Careful investment is the key to improving margins in livestock businesses, according to Quality Meat Scotland (QMS).
Rather than “investing for the sake of it”, farmers should be investing to make their systems function better.
For example, mechanised feeding adds depreciation costs but lowers staffing costs and improves feed efficiency by reducing waste.
“It might take two or three years to pay back investment, but the efficiency might last for 10 years,” said Stuart Ashworth, head of economic services, speaking on the launch of QMS’s Cattle and Sheep Enterprise Profitability in Scotland report.
The report, which provides a snapshot of the industry during the 2012 calf and lamb crop year, compares the costs, revenues and margins achieved by the top third of producers, the bottom third and the sample average for each sector.

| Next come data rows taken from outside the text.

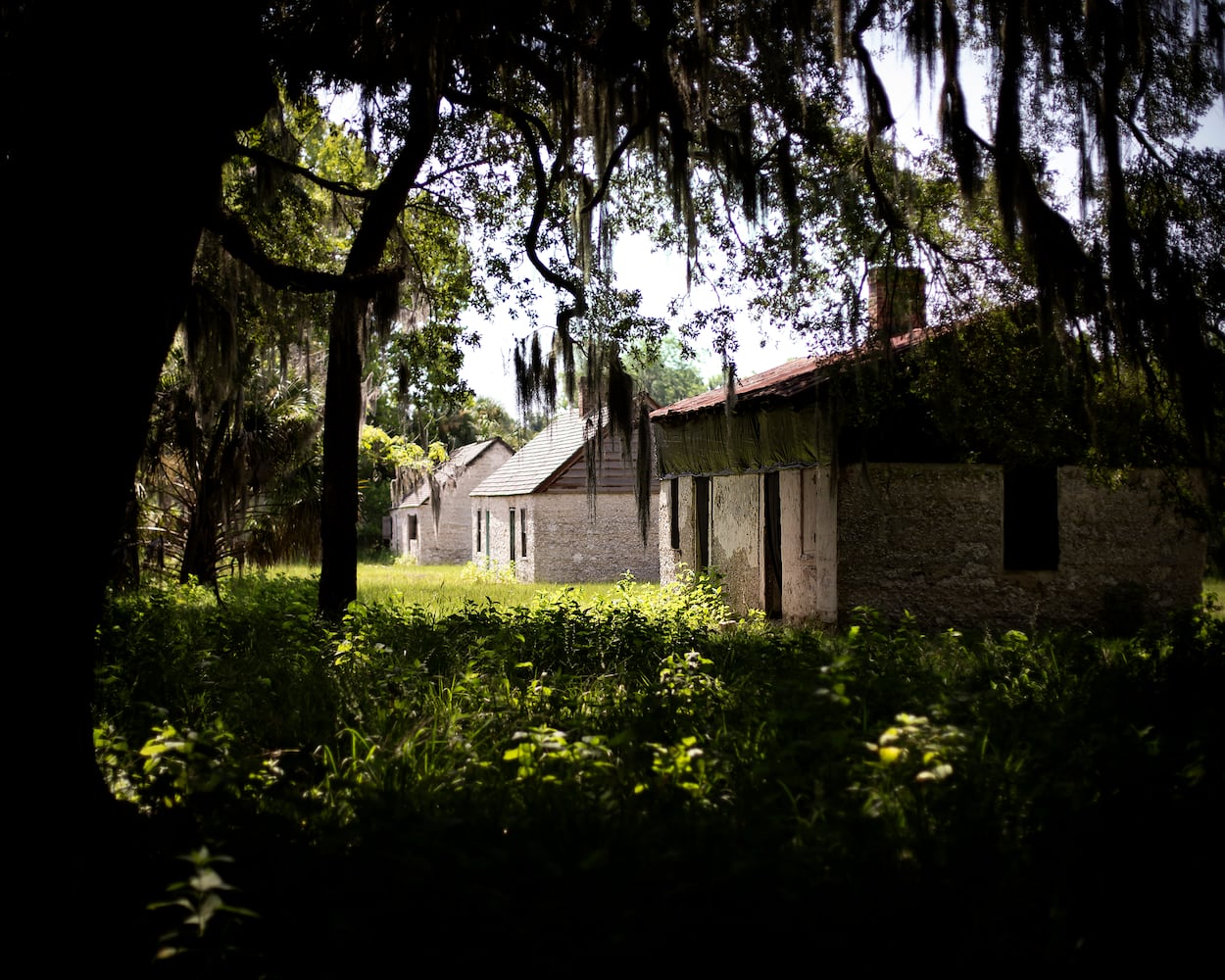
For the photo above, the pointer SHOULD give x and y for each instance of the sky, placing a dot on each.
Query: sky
(660, 275)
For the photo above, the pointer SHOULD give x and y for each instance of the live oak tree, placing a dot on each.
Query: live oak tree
(114, 147)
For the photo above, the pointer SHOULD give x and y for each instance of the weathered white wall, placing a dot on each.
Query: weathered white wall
(671, 560)
(566, 542)
(452, 543)
(929, 539)
(809, 545)
(735, 539)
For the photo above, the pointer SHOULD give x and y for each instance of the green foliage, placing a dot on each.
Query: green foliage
(604, 744)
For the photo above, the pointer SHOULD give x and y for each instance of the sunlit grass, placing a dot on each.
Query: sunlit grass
(1214, 596)
(441, 588)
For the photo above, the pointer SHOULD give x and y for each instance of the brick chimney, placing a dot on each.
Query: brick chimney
(897, 299)
(586, 396)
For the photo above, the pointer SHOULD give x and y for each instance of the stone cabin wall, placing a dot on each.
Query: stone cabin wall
(564, 543)
(930, 539)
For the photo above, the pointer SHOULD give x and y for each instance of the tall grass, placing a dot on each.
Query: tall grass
(613, 773)
(442, 588)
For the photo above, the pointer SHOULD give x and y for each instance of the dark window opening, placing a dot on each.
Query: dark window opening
(674, 514)
(702, 505)
(772, 543)
(1030, 519)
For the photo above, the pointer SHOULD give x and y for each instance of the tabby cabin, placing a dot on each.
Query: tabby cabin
(445, 542)
(807, 533)
(535, 511)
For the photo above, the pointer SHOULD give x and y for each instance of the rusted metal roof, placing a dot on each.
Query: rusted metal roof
(449, 471)
(787, 380)
(532, 466)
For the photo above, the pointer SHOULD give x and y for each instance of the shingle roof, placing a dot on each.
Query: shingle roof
(784, 381)
(524, 471)
(447, 471)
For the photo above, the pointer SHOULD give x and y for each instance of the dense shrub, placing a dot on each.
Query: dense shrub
(638, 760)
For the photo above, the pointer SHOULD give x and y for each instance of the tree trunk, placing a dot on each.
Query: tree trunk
(97, 285)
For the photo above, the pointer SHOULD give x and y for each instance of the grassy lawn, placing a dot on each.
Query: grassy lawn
(1215, 587)
(445, 588)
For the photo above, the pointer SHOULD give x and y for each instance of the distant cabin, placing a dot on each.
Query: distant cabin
(446, 542)
(808, 532)
(535, 511)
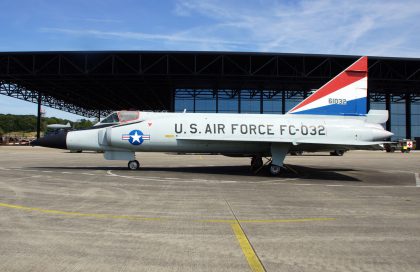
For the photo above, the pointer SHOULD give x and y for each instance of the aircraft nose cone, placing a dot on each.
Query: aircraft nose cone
(52, 141)
(382, 135)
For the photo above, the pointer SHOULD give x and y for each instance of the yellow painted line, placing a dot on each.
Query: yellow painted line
(297, 220)
(252, 259)
(133, 217)
(94, 215)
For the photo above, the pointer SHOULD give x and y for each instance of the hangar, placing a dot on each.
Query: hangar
(92, 84)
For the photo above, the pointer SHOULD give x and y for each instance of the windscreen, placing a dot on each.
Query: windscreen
(112, 118)
(127, 116)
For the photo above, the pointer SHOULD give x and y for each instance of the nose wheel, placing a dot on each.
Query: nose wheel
(133, 165)
(275, 170)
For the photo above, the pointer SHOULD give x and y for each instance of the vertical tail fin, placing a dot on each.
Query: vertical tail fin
(345, 94)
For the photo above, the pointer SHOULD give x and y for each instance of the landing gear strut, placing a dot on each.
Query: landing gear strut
(133, 165)
(256, 162)
(275, 170)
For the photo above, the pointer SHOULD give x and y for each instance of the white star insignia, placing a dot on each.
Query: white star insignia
(136, 137)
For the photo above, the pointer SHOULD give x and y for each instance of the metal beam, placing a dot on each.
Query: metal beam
(388, 108)
(38, 119)
(407, 115)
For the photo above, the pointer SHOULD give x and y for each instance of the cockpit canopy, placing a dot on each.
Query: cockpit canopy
(120, 117)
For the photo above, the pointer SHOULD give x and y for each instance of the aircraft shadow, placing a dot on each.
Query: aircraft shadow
(303, 172)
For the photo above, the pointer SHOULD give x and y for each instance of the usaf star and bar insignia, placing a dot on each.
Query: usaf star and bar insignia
(135, 137)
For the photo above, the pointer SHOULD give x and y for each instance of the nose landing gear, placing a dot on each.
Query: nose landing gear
(133, 165)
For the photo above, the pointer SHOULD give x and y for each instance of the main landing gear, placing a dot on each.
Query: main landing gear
(275, 170)
(133, 165)
(256, 163)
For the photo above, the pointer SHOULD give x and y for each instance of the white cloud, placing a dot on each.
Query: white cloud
(330, 27)
(337, 27)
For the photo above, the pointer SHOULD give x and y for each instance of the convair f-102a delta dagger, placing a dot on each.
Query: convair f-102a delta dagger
(332, 118)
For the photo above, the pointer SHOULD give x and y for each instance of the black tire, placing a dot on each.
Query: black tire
(275, 170)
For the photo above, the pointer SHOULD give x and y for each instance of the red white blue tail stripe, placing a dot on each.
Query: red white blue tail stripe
(346, 94)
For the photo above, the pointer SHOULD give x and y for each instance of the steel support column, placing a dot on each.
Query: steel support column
(283, 102)
(194, 100)
(38, 119)
(407, 115)
(239, 101)
(388, 108)
(217, 101)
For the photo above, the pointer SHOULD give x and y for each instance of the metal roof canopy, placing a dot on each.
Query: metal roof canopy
(89, 83)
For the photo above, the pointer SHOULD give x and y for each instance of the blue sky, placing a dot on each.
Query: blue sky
(384, 28)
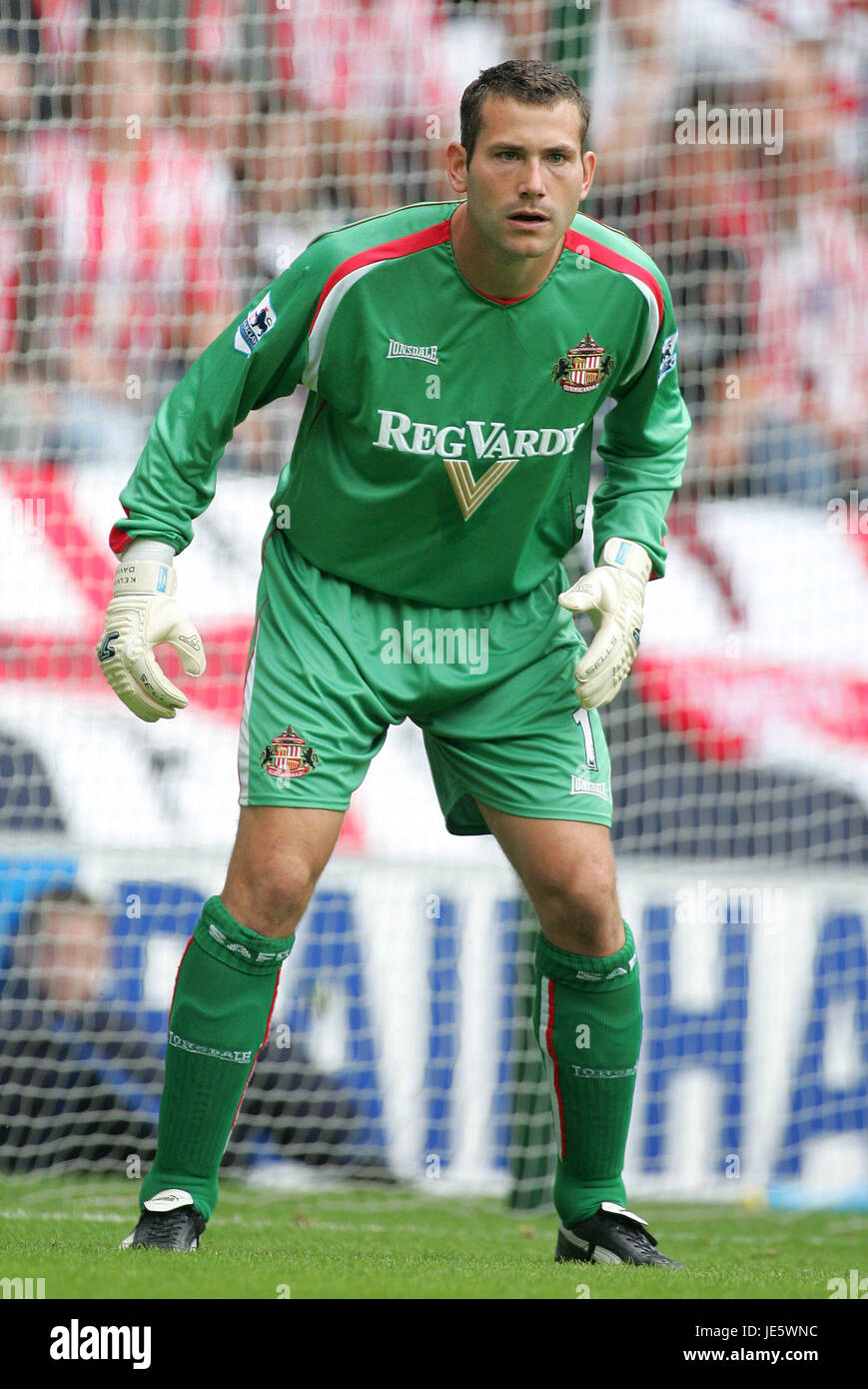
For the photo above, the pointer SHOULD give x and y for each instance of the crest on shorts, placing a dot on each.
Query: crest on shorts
(583, 367)
(288, 754)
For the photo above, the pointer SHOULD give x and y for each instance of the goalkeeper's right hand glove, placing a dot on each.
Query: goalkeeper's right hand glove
(142, 615)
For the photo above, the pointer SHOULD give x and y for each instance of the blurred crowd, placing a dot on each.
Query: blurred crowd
(160, 163)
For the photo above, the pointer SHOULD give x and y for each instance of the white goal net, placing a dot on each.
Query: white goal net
(159, 164)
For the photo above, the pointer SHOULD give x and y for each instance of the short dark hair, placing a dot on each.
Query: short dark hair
(528, 81)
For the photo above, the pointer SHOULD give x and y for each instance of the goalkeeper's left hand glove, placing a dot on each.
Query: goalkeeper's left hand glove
(612, 595)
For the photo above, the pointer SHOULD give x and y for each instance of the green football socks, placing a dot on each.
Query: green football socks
(218, 1021)
(587, 1021)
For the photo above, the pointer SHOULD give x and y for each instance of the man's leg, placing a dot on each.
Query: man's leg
(225, 990)
(587, 1013)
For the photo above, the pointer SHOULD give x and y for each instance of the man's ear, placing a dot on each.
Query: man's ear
(455, 167)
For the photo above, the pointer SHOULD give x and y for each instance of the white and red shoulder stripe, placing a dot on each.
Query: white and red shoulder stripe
(348, 274)
(644, 281)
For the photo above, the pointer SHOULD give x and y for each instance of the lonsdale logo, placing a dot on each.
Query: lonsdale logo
(487, 441)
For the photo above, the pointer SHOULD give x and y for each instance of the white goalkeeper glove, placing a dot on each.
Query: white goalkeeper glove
(612, 595)
(142, 615)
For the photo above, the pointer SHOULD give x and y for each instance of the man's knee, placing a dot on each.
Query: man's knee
(578, 907)
(274, 868)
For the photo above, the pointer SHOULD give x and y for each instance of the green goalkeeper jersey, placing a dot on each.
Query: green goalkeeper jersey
(443, 455)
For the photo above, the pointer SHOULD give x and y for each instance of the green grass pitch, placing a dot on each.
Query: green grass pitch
(364, 1243)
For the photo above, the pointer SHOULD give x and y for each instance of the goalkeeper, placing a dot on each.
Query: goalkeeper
(454, 357)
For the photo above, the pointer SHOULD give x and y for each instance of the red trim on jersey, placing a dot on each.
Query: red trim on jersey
(118, 540)
(555, 1068)
(604, 256)
(436, 235)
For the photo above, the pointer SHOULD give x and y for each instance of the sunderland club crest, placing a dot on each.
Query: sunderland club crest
(583, 367)
(288, 754)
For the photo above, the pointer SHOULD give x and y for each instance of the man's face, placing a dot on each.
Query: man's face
(526, 175)
(70, 954)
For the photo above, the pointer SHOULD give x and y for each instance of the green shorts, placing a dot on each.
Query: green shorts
(334, 665)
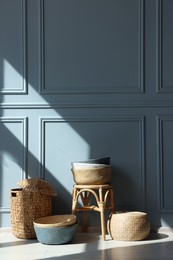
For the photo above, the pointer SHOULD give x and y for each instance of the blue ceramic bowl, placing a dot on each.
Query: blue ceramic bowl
(55, 235)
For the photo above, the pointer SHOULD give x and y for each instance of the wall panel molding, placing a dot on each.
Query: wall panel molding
(160, 86)
(89, 88)
(22, 89)
(22, 142)
(140, 121)
(164, 124)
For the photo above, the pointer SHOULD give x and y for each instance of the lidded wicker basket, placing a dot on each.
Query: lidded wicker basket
(33, 200)
(129, 226)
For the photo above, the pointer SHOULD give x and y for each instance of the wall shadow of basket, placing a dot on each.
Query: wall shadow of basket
(33, 200)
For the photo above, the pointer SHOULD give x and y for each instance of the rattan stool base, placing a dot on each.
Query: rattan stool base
(104, 201)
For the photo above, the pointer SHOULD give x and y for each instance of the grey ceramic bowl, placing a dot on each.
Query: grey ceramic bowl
(55, 235)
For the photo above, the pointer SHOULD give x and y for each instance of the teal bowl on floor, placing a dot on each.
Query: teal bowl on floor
(55, 235)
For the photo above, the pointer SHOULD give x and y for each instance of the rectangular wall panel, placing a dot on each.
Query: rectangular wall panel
(165, 166)
(65, 141)
(164, 46)
(82, 52)
(13, 134)
(13, 46)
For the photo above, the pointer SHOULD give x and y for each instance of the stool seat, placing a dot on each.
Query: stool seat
(104, 200)
(129, 226)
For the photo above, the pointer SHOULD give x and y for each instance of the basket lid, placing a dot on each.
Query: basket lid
(37, 185)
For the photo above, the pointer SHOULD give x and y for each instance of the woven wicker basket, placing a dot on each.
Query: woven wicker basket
(55, 221)
(129, 226)
(28, 204)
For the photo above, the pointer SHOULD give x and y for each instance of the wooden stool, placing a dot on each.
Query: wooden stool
(104, 200)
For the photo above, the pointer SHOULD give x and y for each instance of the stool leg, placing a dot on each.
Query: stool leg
(74, 200)
(102, 207)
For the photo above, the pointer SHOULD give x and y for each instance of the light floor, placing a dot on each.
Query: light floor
(87, 246)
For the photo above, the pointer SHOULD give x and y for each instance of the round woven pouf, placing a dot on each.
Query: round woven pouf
(129, 226)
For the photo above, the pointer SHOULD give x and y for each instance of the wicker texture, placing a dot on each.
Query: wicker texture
(29, 203)
(37, 185)
(55, 221)
(129, 226)
(92, 176)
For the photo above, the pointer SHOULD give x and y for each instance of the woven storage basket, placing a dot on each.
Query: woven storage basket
(28, 204)
(129, 226)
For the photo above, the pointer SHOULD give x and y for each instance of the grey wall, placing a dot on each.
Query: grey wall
(82, 79)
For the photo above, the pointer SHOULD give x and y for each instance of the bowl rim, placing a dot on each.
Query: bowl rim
(55, 221)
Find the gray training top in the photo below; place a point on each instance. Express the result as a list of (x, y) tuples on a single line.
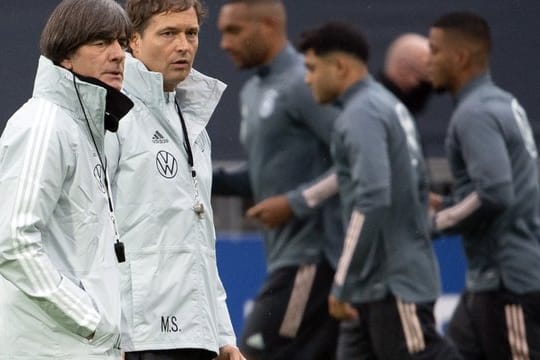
[(382, 177), (493, 158), (286, 135)]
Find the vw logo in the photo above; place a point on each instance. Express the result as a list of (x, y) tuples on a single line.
[(166, 164), (99, 174)]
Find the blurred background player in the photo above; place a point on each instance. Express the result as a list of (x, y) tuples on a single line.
[(387, 269), (493, 158), (286, 136)]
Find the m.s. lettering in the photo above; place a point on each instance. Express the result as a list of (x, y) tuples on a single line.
[(169, 324)]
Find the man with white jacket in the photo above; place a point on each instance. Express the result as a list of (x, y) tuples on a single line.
[(59, 279), (173, 300)]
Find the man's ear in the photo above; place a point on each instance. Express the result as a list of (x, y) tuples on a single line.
[(134, 43), (67, 64)]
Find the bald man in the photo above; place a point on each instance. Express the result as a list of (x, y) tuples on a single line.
[(286, 135), (405, 71)]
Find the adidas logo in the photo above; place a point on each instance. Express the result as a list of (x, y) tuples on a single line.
[(158, 138)]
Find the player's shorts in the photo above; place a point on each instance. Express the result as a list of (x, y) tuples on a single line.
[(391, 329), (290, 318), (497, 325)]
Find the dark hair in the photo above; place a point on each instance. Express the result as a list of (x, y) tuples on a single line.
[(74, 23), (140, 11), (467, 24), (254, 2), (335, 36)]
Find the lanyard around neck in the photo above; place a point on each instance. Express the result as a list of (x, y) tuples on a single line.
[(187, 144)]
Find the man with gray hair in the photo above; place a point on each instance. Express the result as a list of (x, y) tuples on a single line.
[(59, 280), (160, 164)]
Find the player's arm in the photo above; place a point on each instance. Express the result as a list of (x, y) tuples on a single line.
[(489, 168)]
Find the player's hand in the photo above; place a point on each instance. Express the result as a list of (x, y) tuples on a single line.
[(341, 310), (229, 352), (435, 202), (272, 212)]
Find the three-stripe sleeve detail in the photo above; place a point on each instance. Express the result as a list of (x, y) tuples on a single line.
[(412, 329), (351, 240), (296, 307), (42, 281)]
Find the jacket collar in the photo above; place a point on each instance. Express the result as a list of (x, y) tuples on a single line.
[(57, 84), (198, 95)]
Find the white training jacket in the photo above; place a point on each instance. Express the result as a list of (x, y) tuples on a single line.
[(59, 275), (171, 291)]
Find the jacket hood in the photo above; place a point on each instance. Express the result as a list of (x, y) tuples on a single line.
[(56, 84), (198, 95)]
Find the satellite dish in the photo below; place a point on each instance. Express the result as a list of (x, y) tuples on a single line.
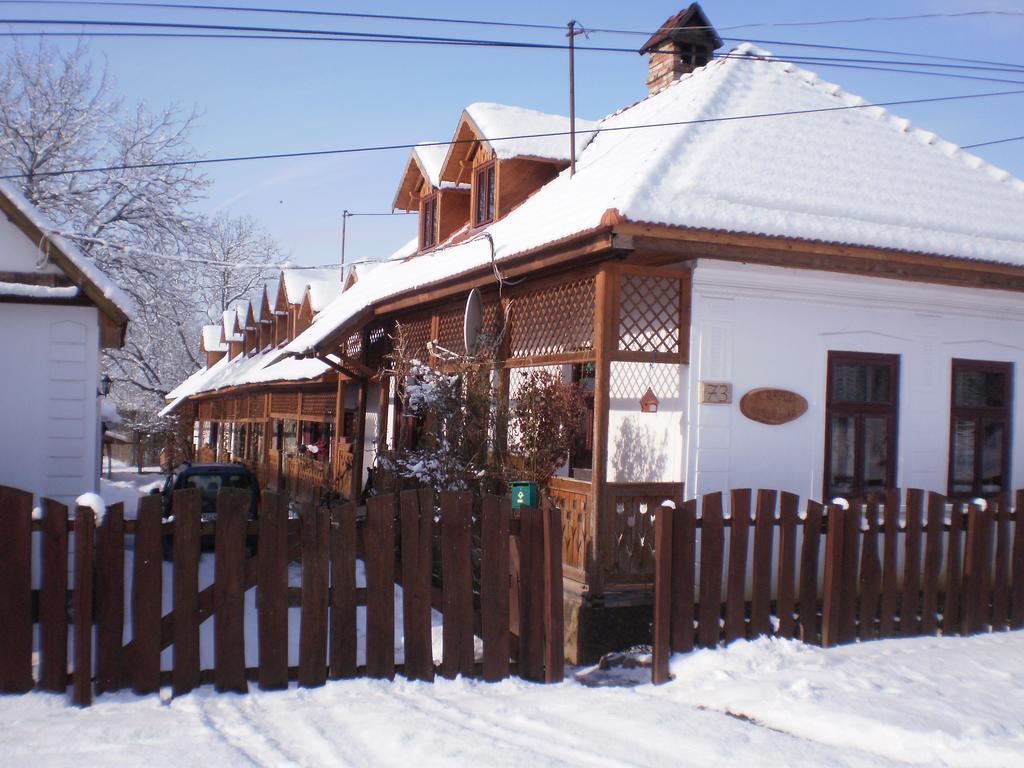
[(472, 322)]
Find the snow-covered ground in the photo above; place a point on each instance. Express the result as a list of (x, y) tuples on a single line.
[(922, 701), (948, 701)]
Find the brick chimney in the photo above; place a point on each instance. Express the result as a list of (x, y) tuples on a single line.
[(682, 44)]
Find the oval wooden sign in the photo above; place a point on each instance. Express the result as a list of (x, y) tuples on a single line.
[(770, 406)]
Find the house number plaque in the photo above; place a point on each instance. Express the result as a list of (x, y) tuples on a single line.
[(769, 406), (716, 392)]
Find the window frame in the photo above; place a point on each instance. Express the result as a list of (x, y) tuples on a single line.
[(428, 203), (981, 414), (492, 192), (859, 411)]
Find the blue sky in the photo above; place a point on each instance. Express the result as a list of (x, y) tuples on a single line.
[(259, 96)]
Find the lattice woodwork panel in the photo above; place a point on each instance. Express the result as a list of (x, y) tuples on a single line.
[(317, 403), (554, 321), (417, 335), (576, 530), (450, 333), (648, 313), (633, 538), (257, 407), (353, 345), (286, 403)]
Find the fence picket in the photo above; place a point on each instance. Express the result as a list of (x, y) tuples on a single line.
[(313, 614), (735, 594), (417, 510), (530, 594), (832, 606), (147, 582), (495, 587), (110, 598), (53, 598), (909, 622), (1017, 605), (890, 577), (380, 586), (933, 563), (809, 573), (271, 592), (954, 573), (660, 640), (185, 505), (554, 639), (712, 544), (229, 592), (1000, 583), (786, 573), (15, 592), (764, 529), (343, 602), (683, 571), (85, 522)]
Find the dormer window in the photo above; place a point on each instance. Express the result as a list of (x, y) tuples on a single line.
[(483, 189), (428, 221)]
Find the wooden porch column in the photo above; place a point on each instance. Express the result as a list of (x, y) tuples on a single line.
[(359, 438), (605, 299)]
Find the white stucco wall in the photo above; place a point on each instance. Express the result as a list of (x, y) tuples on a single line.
[(768, 327), (49, 413)]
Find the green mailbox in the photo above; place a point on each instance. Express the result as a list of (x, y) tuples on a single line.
[(523, 494)]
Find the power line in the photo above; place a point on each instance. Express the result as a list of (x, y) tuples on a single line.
[(996, 141), (384, 147)]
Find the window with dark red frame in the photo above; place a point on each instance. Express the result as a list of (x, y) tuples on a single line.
[(428, 221), (483, 188), (980, 427), (861, 421)]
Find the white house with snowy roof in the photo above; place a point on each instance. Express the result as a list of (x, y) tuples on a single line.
[(795, 302), (57, 311)]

Challenging weather had tested livestock farmers, the report said, with only intensive cereal-based cattle finishers improving margins during this time.
The report stated:
• Only 22% of the suckler herds surveyed reported a positive net margin from which to pay family labour and reward the risk capital invested in the business, down from 30% last year
• Margins were maintained more easily among store cattle finishers, where 59% of businesses surveyed achieved a positive net margin, little changed from the 60% which achieved this objective last year
• Falling margins among ewe flocks resulted in 19% of hill flocks returning a positive margin, down from 57% last year
• A total of 47% of upland flocks recorded a positive net margin, down from 100% last year
• Among lowground flocks 83% of those surveyed recorded a positive margin, down from 100% last year
• Half of the store lamb finishers achieved a positive net margin compared with 92% achieving this objective last year
“Nevertheless, even those businesses reporting positive net margins still struggled to deliver a fair return for labour and capital,” said the report.
Top-performing farms generally had high physical or technical performance, strong control over costs and maximised returns from the marketplace, it added.
“These farmers tend to demonstrate striving for excellence,” said Mr Ashworth,
2012 produced lower margins, which came as “no surprise” to him, after the poor weather from the autumn right through to spring 2013 created “legacy issues”, with a 5% smaller Scottish lamb crop in 2013 and calf registrations struggling to match 2012 levels, he said.
A better winter and improved prices would help this situation, he said.
Prices across all livestock enterprises were generally better than last year, said Mr Ashworth. And, while costs were also higher than previous years, there was still a chance for farmers to improve on last year’s margins this year.
“There are the beginnings of some green shoots emerging,” he said. “Even in the bad winter, every business had some strengths and success stories. We need to look at other people’s success stories and think how we can apply them to our business,” he advised.